“Rip Currents Don’t Pull You Under, They Pull You Out!” Rip Currents Are A Serious Public Health Risk. Are You Aware of The Dangers?

Memorial Day marks the official start of summer all over the United States and as the weather gets hotter in most places, the beaches invite crowds of sun- worshippers and aquaphiles. However, just as sun worshippers are cautioned to use sunscreen to protect against the harmful ultraviolent rays from the sun, the United States Lifesaving Association (USLA) and the National Oceanic and Atmospheric Administration (NOAA), issue strong warnings to beachgoers about the dangers of rip currents in the water.

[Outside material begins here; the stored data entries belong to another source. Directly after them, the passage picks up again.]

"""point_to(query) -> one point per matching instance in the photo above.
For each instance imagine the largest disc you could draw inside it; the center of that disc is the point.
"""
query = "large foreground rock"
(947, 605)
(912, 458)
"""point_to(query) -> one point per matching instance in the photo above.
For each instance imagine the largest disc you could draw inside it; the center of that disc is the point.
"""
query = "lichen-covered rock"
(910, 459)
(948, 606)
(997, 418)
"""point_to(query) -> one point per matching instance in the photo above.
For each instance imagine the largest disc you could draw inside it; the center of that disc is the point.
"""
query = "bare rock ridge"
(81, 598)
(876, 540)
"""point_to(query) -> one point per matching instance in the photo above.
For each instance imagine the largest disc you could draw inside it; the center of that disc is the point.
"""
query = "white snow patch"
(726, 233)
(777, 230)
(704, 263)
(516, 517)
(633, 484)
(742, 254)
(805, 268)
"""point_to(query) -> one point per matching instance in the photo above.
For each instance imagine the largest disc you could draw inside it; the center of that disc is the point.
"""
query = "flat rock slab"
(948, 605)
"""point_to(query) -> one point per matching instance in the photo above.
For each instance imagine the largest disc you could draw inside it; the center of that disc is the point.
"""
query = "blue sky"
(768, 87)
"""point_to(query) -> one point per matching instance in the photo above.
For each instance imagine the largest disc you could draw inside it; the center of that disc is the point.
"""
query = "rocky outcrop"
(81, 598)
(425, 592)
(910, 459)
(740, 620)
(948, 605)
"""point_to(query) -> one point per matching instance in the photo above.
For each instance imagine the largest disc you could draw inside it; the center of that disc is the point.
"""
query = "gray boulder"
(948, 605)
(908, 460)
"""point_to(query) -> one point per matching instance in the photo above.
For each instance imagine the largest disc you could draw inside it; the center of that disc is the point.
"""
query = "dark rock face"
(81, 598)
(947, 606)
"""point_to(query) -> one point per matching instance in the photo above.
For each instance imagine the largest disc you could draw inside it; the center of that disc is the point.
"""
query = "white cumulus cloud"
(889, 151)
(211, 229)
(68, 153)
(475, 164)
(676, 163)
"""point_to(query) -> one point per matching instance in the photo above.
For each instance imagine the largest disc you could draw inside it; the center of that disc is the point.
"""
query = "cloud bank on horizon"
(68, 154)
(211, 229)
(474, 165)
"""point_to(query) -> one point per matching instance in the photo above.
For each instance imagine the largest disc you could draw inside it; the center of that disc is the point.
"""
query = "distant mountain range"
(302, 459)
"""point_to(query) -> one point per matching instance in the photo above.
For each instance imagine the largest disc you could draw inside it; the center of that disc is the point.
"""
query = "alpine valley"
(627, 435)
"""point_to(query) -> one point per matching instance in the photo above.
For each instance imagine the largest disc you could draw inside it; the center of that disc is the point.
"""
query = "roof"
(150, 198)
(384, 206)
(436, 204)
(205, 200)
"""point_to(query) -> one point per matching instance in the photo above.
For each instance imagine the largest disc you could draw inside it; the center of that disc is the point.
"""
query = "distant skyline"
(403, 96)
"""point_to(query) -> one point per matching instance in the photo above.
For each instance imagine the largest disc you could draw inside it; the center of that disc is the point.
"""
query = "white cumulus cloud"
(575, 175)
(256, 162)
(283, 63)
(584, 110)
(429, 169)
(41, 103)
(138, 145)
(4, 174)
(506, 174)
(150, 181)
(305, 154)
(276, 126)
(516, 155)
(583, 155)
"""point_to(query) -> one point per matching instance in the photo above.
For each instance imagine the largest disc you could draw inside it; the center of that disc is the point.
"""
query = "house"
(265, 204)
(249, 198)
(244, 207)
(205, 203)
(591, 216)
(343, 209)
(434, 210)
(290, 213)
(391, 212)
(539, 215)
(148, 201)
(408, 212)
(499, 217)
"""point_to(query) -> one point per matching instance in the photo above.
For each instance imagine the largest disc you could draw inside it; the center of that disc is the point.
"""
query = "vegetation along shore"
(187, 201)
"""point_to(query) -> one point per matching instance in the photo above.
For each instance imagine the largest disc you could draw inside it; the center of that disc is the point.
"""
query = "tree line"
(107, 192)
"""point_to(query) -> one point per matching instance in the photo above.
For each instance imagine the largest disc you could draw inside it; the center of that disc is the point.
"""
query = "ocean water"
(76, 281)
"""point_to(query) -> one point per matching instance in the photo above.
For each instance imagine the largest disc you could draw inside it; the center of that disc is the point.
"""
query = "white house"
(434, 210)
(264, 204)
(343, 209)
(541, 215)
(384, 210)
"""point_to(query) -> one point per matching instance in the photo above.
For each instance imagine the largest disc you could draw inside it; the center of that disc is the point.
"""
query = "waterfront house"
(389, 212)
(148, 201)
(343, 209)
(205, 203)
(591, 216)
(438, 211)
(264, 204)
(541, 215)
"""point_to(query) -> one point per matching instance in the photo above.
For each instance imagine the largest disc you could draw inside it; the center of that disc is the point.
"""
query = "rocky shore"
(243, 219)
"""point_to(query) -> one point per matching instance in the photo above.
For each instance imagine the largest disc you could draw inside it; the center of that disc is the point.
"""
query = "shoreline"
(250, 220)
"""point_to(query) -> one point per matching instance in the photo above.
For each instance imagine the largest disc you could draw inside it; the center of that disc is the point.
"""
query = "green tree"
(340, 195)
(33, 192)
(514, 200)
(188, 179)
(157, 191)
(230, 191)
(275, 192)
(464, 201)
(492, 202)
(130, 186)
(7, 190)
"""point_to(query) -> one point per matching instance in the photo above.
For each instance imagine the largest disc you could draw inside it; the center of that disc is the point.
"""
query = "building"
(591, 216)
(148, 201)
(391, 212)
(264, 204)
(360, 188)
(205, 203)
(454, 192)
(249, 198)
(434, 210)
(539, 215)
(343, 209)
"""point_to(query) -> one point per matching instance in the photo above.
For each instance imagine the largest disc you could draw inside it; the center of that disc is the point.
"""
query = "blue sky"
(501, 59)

National Geographic defines a rip current as a “strong flow of water running from a beach, back to the open ocean, sea, or lake.” NOAA explains that rip currents move perpendicular to the shore and are very fast, reaching speeds of up to 1 to 2 feet per second on average, thus a person caught in a rip current can be swept away from the shore very quickly. According to USLA, “Rip currents do not pull people under the water- they pull people away from the shore. Drowning deaths occur when people are unable to keep themselves afloat and swim to shore.”

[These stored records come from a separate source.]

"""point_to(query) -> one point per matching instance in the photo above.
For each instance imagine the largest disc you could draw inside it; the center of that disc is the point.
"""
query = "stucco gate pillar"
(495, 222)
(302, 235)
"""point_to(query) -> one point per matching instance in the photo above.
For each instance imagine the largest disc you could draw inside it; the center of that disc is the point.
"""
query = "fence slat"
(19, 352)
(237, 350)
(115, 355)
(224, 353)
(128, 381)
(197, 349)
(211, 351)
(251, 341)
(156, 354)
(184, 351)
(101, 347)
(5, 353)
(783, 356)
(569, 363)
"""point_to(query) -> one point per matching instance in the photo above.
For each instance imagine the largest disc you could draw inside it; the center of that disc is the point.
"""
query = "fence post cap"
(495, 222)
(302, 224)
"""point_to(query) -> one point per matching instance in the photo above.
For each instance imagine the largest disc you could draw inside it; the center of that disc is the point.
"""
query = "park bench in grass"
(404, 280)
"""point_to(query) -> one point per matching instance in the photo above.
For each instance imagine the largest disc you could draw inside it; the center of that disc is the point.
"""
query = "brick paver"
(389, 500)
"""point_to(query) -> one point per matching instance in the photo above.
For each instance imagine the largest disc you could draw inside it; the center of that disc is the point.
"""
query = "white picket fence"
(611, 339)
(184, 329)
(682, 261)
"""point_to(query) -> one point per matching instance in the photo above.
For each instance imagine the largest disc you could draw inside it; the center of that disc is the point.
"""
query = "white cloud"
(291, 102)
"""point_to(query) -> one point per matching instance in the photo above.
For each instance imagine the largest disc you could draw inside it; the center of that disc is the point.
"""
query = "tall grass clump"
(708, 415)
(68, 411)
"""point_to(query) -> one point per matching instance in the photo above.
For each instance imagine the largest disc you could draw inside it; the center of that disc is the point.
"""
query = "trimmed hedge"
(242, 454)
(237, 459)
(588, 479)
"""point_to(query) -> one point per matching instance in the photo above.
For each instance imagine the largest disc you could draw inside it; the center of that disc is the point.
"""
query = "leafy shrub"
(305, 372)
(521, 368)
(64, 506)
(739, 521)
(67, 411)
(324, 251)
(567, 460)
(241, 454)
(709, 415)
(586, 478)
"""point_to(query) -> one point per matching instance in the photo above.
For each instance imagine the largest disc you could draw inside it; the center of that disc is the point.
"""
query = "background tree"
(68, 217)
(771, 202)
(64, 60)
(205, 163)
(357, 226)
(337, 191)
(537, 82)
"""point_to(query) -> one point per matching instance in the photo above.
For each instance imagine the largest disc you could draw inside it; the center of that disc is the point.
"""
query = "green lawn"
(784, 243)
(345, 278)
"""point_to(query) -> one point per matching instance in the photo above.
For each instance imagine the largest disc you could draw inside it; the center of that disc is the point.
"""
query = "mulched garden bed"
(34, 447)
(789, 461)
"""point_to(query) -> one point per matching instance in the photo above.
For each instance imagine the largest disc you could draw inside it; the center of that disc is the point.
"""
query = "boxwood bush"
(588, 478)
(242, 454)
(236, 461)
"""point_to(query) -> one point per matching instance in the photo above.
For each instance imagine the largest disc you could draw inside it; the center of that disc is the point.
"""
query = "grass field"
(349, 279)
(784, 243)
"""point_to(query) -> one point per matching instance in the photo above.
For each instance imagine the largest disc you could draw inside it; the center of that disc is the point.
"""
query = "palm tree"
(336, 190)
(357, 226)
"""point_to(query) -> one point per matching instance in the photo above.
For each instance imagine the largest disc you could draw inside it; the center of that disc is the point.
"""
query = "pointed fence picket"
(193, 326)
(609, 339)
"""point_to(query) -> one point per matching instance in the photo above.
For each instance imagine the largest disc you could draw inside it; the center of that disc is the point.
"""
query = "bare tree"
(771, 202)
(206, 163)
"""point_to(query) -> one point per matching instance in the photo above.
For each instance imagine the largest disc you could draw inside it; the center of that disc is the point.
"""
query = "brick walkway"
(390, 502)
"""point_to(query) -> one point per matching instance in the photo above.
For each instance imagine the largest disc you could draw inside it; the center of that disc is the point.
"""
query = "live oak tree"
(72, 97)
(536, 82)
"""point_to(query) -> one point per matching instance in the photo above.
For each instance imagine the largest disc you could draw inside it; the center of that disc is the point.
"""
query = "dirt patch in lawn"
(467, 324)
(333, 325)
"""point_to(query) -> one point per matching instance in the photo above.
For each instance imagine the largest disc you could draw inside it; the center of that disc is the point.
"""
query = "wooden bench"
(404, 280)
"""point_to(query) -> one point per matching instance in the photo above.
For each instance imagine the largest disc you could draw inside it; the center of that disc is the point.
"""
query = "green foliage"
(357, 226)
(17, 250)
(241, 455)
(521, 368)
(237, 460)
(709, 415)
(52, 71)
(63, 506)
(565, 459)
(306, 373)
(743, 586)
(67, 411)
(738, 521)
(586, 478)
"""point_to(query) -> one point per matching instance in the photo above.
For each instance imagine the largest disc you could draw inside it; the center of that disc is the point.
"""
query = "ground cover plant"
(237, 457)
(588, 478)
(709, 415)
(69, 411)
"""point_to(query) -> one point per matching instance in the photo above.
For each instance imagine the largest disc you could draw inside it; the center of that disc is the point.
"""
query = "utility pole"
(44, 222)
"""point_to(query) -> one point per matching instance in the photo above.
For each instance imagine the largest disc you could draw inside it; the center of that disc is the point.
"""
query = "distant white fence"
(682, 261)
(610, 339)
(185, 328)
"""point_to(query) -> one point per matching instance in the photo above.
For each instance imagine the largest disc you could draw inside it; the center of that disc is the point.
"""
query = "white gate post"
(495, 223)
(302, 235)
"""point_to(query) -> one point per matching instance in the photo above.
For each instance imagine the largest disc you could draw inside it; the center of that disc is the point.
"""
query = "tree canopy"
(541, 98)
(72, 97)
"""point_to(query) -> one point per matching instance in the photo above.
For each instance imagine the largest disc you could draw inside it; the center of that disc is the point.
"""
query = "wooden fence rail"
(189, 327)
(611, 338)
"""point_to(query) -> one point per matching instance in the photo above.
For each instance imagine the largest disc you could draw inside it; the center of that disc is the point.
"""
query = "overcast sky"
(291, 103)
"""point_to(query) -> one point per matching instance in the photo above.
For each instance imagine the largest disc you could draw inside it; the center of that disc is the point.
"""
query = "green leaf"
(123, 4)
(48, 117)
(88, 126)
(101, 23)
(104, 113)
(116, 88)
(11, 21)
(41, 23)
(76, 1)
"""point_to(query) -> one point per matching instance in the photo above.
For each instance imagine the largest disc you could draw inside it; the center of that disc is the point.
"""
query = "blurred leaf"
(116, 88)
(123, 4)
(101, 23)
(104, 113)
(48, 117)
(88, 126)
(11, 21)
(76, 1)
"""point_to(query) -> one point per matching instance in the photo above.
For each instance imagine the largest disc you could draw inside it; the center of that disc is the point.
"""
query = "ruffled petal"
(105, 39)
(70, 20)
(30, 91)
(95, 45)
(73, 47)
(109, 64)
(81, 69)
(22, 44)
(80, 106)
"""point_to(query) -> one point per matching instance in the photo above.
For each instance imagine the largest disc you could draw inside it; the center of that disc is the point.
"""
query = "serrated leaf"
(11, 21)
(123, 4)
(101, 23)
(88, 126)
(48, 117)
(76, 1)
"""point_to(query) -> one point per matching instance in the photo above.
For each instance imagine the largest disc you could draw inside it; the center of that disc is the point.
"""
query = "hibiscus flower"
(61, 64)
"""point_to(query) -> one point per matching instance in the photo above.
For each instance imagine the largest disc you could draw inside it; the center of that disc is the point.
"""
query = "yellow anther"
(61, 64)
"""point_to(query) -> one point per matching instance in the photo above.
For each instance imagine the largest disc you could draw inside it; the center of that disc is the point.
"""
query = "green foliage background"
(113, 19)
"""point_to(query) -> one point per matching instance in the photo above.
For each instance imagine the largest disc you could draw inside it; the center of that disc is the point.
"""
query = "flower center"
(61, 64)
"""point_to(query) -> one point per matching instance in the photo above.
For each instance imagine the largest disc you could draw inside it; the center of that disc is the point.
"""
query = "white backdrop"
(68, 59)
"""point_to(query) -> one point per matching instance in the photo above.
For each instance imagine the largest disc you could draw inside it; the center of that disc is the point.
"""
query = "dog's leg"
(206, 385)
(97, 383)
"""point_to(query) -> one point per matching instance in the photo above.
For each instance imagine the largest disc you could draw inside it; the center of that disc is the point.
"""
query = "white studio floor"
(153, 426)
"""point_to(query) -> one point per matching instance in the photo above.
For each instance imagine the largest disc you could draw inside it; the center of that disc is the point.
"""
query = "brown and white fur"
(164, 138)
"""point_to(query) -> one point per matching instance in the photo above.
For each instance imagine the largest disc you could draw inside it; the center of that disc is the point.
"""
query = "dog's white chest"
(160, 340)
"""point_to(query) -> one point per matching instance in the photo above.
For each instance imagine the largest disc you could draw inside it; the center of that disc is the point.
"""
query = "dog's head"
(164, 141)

USLA warns that rip currents can be deadly, as they are powerful channeled currents of water. Some clues to look for to indicate the presence of rip currents are:

  • A channel of churning, choppy water.
  • An area having a notable difference in the color of the water.
  • A line of foam, seaweed, or debris moving steadily seaward.
  • A break in the incoming wave pattern.

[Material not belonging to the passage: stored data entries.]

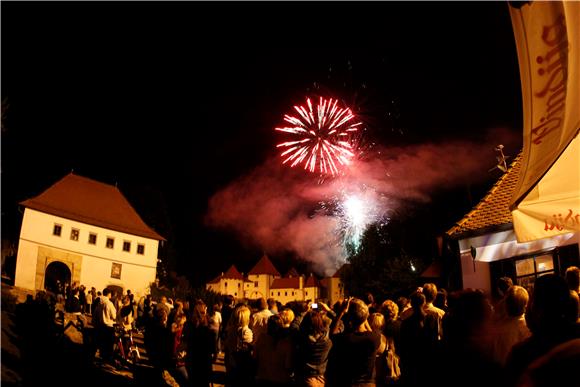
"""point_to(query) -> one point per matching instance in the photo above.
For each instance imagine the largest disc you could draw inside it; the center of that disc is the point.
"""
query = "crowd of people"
(526, 337)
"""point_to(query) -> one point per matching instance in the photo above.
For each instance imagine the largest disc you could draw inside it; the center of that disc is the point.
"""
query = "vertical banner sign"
(546, 201)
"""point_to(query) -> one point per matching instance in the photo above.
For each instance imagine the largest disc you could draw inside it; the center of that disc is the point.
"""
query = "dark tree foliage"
(383, 265)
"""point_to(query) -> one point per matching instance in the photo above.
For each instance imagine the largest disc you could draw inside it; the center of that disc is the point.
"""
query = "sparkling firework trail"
(323, 140)
(357, 213)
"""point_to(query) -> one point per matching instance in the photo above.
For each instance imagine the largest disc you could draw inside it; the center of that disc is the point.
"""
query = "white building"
(261, 278)
(265, 281)
(80, 230)
(229, 283)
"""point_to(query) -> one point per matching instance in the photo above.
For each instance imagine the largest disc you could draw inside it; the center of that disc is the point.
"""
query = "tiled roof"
(492, 213)
(286, 283)
(264, 266)
(312, 282)
(88, 201)
(232, 273)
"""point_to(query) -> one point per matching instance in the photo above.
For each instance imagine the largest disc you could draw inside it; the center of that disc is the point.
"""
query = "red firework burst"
(324, 137)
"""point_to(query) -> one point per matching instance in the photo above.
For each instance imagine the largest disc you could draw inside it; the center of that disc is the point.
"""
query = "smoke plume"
(273, 207)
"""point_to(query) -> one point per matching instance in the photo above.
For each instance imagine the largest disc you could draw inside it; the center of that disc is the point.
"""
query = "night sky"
(175, 101)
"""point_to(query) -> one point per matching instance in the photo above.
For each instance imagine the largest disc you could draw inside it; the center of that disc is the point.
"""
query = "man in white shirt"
(104, 318)
(259, 319)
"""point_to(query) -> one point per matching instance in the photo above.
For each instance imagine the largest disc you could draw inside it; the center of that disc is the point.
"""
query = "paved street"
(50, 361)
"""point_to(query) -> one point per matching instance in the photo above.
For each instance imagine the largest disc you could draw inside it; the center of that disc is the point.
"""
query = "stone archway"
(56, 275)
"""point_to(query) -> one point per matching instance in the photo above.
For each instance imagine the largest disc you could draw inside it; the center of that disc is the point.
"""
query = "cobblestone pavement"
(61, 360)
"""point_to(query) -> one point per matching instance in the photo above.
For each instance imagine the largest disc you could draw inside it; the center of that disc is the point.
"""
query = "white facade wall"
(263, 289)
(285, 295)
(90, 265)
(228, 286)
(311, 293)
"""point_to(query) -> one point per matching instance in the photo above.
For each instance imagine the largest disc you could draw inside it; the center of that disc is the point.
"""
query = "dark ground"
(43, 357)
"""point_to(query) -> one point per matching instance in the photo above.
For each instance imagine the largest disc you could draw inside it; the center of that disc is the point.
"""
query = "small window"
(92, 239)
(116, 270)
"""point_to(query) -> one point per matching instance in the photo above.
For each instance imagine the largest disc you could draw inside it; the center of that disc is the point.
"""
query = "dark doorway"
(56, 276)
(116, 291)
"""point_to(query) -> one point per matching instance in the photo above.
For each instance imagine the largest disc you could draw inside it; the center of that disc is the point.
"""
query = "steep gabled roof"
(292, 273)
(492, 213)
(286, 283)
(233, 273)
(312, 282)
(340, 270)
(88, 201)
(264, 266)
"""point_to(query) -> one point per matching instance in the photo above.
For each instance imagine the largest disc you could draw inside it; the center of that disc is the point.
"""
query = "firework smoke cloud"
(274, 208)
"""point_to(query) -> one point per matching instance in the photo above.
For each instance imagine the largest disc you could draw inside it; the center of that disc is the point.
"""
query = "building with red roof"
(231, 282)
(264, 280)
(488, 247)
(86, 232)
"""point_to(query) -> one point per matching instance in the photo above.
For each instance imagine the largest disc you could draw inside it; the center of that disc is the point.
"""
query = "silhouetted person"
(551, 320)
(353, 354)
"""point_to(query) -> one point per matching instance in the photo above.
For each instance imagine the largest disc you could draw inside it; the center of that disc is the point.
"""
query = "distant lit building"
(264, 280)
(80, 230)
(231, 282)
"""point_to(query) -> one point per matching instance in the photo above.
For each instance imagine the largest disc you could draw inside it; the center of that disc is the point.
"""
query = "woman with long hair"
(199, 346)
(238, 348)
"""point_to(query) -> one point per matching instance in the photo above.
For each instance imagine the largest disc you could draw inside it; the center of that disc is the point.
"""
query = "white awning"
(546, 201)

USLA suggests the following tips to avoid and survive rip currents:

  • Learn to swim and never swim alone.
  • Whenever possible, swim at a lifeguard protected beach.
  • If caught in a rip current, remain calm to conserve energy and think clearly.
  • Don’t fight the current. Swim out of the current in the direction following the shoreline. When out of the current, swim towards the shore.